Sunday, February 1, 2015
Boko Haram is just as vicious. Why does the Islamic State get all the headlines?
Charlotte Lytton is a journalist based in London.
Americans are obsessed with the Islamic State.
Ninety-one percent see the terrorist group as a threat to the vital interests of the United States, according to a September Washington Post-ABC News poll . That same month, President Obama called the Islamic State one of the greatest terrorist threats facing the country. “These are barbarians,”
House Speaker John Boehner (R-Ohio) told ABC News later that month.
“They intend to kill us. And if we don’t destroy them first, we’re going
to pay the price.”
News outlets
chronicle the Islamic State’s every bloody move. Between Jan. 1 and Jan.

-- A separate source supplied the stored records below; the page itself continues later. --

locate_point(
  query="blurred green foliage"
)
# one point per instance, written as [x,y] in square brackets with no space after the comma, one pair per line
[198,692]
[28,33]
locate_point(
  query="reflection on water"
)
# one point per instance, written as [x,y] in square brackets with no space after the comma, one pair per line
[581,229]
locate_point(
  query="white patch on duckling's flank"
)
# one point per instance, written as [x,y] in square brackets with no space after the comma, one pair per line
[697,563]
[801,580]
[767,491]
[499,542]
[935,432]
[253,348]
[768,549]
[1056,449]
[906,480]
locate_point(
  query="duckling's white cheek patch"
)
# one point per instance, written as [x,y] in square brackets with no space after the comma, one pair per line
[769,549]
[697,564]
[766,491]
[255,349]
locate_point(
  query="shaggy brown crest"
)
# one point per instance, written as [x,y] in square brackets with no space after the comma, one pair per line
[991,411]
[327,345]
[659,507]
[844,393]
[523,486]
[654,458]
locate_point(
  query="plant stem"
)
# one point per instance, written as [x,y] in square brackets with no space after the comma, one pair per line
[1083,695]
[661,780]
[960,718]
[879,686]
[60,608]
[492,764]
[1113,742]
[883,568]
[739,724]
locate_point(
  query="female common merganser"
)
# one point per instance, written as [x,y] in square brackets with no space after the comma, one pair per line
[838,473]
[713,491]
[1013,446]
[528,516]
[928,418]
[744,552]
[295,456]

28, America’s 24 most popular news sites published 3,293 articles that
mentioned the group, according to an analysis for The Washington Post
run by Whitney Erin Boesel of Media Cloud, a joint project of Harvard
and MIT. During that same period — which included the Baga massacre, in which Boko Haram killed as many as 2,000 Nigerian villagers — just 544 stories mentioned Boko Haram.

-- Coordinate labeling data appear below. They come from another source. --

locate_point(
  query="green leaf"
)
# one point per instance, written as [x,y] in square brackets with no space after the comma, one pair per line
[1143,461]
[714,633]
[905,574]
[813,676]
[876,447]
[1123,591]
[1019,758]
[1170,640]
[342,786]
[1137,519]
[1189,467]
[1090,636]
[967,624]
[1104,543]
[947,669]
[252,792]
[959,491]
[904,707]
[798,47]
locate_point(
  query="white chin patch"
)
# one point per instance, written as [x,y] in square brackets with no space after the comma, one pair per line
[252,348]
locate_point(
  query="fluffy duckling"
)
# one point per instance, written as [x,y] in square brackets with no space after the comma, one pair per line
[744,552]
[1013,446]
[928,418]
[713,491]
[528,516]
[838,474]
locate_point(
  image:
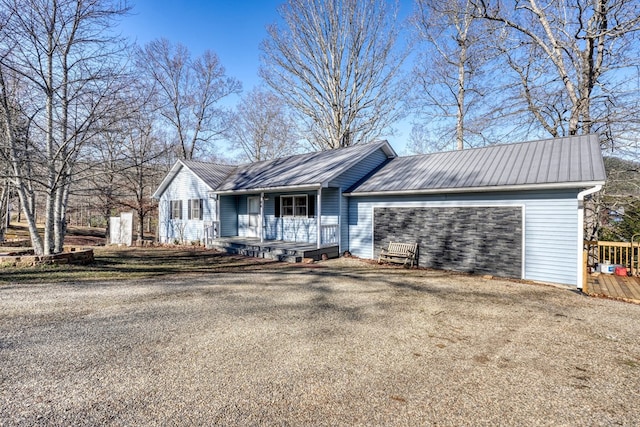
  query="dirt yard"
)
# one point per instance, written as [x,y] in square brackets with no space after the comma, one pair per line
[236,342]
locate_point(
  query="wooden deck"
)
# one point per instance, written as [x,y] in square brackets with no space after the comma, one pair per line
[273,249]
[616,287]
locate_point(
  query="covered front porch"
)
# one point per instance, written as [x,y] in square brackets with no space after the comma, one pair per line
[278,250]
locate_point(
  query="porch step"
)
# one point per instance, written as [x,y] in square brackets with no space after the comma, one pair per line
[284,255]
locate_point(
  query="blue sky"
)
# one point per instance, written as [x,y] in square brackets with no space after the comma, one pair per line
[231,29]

The Nigerian terror force has killed 10,500 to 18,500 people since 2011, according to the Council on Foreign Relations . Concrete numbers are hard to come by, but experts say the Islamic State has killed at least 6,000 people in Iraq and Syria since its offensive began last year, only a slightly higher rate with a much bigger corps.

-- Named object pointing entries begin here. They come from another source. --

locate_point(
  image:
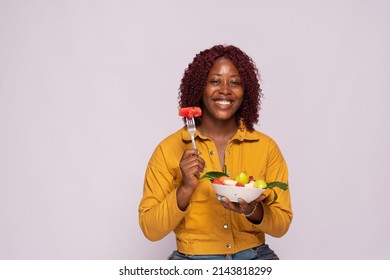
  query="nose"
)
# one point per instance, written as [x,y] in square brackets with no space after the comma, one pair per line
[224,88]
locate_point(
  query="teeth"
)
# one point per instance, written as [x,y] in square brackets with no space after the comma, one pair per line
[223,102]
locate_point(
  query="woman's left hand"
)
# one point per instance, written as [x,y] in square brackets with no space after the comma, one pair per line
[252,210]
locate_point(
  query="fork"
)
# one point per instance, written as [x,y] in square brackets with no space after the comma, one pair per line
[191,130]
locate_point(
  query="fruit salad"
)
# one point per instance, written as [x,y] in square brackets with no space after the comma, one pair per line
[243,180]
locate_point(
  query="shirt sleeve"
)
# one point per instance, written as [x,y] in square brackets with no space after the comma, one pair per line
[277,213]
[158,210]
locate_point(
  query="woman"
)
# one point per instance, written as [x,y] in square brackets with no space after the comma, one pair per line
[223,82]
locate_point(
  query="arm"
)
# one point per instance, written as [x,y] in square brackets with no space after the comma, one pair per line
[167,192]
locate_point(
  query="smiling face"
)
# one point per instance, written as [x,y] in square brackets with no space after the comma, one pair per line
[223,93]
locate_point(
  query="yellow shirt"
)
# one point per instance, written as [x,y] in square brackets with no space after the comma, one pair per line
[206,227]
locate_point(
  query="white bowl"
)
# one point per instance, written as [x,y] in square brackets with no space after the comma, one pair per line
[234,193]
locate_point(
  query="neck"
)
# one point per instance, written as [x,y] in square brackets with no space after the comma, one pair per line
[218,129]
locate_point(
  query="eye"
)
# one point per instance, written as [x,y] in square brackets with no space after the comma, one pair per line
[235,83]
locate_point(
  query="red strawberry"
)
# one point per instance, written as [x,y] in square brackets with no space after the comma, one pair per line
[218,182]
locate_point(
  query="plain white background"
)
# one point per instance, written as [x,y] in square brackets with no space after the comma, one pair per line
[89,88]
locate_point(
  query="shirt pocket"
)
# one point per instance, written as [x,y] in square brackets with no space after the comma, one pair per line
[199,218]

By contrast, the Nigerian extremists intentionally float beneath the radar. They’ve destroyed at least 24
base receiver stations in the country’s northeast, hindering cellphone
calls and the transmission of photos and videos. Fewer Western reporters
work in the region, and the group hasn’t directly threatened the United
States. Even many Nigerian officials have been silent on Boko Haram,
intent on hiding reports of homegrown terrorism. Without local media,
it’s even harder to expose the ugly truth of Boko Haram.
Still,
the discrepancy in coverage reflects a certain hypocrisy. “Even when
America’s core interests are not directly threatened, we stand ready to
do our part to prevent mass atrocities and protect basic human rights,” Obama told the U.N. General Assembly in 2013.
But
in reality, we — journalists, politicians, most Westerners — worry
primarily about our own national priorities and national security. That
comes at a cost. “Boko Haram is one of the most lethal terrorist groups
in the world . . . [and] the lack of coverage has disincentived an
international response,” terrorism expert Max Abrahms said. “If Boko
Haram were front-page news regularly, it would be harder for the
international community to ignore that crisis.”